You can catch whites on topwaters all day long below Livingston dam. Especially when there is an overcast sky. Clear or chrome topwaters work really well.



haparks said:


> i have never heard of whites hitting topwater--not to say they wont i just have never experianced it--this is mainly for black bass and kentucky spotted bass--i would never in my right mind pay that kind of money for a freash water lure if i had not seen it with my own eyes


----------



## haparks (Apr 12, 2006)

i look forward to finding these schools one day on my new $13.25 top water yellow majic


----------



## OL' LUNGBUSTER (Mar 3, 2008)

I agree with whitebassfisher, the whites are so agressive when hitting the schools of shad, they'll hit just about anything that flashes and/or resembles a baitfish. So you don't really need to spend that money if you don't have too.


----------



## haparks (Apr 12, 2006)

cool ---i bought this lure for the times when they will not hit any thing else --i saw it with my own eyes they would hit nothin xcept this lure


----------



## Whitebassfisher (May 4, 2007)

Like I said, even though they are hitting on top, a Rat-L-Trap in such circumstances is hard to beat.

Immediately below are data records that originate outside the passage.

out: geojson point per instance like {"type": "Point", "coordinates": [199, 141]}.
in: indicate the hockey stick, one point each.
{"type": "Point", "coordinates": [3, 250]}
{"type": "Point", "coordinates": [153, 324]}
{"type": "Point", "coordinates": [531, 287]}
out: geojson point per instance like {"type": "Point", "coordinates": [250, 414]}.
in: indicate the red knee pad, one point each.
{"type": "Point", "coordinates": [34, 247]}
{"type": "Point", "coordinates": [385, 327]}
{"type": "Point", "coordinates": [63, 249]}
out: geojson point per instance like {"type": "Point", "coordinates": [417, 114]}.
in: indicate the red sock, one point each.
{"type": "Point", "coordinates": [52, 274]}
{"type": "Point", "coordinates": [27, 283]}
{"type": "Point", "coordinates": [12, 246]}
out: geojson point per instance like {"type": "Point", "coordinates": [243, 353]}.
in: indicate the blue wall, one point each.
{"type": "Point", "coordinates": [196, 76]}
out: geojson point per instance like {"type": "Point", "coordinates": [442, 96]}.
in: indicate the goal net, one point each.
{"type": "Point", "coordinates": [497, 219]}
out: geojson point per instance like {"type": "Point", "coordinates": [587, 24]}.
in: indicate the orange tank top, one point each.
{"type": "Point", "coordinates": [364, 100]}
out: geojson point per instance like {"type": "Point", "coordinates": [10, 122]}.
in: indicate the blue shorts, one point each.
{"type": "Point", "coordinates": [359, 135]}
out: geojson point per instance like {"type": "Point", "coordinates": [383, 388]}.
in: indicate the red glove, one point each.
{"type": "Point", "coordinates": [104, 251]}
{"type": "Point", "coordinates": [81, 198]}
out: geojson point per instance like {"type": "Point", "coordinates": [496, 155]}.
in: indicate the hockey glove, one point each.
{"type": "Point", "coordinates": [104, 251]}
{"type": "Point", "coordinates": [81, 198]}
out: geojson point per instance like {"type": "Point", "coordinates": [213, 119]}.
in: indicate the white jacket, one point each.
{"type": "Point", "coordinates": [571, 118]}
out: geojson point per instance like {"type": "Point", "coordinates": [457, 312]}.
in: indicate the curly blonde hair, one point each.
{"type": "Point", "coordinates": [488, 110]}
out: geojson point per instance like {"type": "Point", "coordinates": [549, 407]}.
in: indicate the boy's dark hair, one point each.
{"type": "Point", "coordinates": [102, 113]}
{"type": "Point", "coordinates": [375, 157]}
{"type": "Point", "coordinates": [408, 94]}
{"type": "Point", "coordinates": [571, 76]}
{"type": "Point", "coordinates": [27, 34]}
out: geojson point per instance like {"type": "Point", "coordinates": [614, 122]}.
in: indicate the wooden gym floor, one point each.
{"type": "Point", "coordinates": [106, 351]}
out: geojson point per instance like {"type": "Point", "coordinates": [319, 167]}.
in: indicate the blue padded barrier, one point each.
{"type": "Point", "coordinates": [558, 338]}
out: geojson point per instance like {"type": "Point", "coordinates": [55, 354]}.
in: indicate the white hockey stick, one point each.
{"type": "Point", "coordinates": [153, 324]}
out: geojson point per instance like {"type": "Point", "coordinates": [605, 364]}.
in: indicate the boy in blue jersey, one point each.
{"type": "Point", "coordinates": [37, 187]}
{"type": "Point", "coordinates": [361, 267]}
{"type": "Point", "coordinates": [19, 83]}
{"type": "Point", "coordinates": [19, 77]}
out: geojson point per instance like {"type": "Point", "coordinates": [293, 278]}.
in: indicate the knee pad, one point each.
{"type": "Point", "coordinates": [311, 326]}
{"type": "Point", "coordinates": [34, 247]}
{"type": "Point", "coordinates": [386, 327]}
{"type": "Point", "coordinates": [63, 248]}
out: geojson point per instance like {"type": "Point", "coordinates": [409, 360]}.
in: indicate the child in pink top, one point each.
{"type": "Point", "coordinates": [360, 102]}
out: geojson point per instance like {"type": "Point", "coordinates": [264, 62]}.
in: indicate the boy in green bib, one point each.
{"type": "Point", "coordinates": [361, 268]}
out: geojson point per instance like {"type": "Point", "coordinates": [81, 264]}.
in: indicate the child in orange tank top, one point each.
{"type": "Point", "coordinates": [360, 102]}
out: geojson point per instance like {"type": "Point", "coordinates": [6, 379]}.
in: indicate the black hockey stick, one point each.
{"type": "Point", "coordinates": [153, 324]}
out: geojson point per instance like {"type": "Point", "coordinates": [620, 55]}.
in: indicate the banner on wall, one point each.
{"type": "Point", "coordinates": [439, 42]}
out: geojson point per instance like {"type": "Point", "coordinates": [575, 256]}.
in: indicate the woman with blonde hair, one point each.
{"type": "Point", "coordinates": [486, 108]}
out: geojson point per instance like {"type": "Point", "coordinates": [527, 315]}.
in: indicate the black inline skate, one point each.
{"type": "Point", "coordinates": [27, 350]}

I think what you witnessed is because in general black bass can be a lot more finicky that whites.


----------



## Dead Wait (Mar 8, 2005)

haparks said:


> i have wanted the yellow majic poping corks for years--and i finally got up the nerve to pay 13.25 a piece for them --the only reason i did this is because i was in the same boat one day with a fella--he was catchin fish and i was not--i was usin the old stand by a pop-r--i was catchin nothin--he was killin them--i said what are u usin he said a yellow majic--15 bucks a piece--i said ur crazy--he said ya but im catchinum and ur not--he said try one and i did--first cast--i hooked up i was convinced--i bought 2 today and cant wait to try it---ill let u know:texasflag


 Not to bust any chop's here. I just want to see a picture of the 15.00 popping cork you are refering to. All i'm seeing is a 15.00 glorified Pop R. Did I miss something or is there an actual Popping Cork? Just curious.


----------



## haparks (Apr 12, 2006)

*yep*

punch in yellow majic fishing lure and hit images an ull see it--



Dead Wait said:


> Not to bust any chop's here. I just want to see a picture of the 15.00 popping cork you are refering to. All i'm seeing is a 15.00 glorified Pop R. Did I miss something or is there an actual Popping Cork? Just curious.


----------



## haparks (Apr 12, 2006)

*here it is*

2 sizes many colors



Dead Wait said:


> Not to bust any chop's here. I just want to see a picture of the 15.00 popping cork you are refering to. All i'm seeing is a 15.00 glorified Pop R. Did I miss something or is there an actual Popping Cork? Just curious.


----------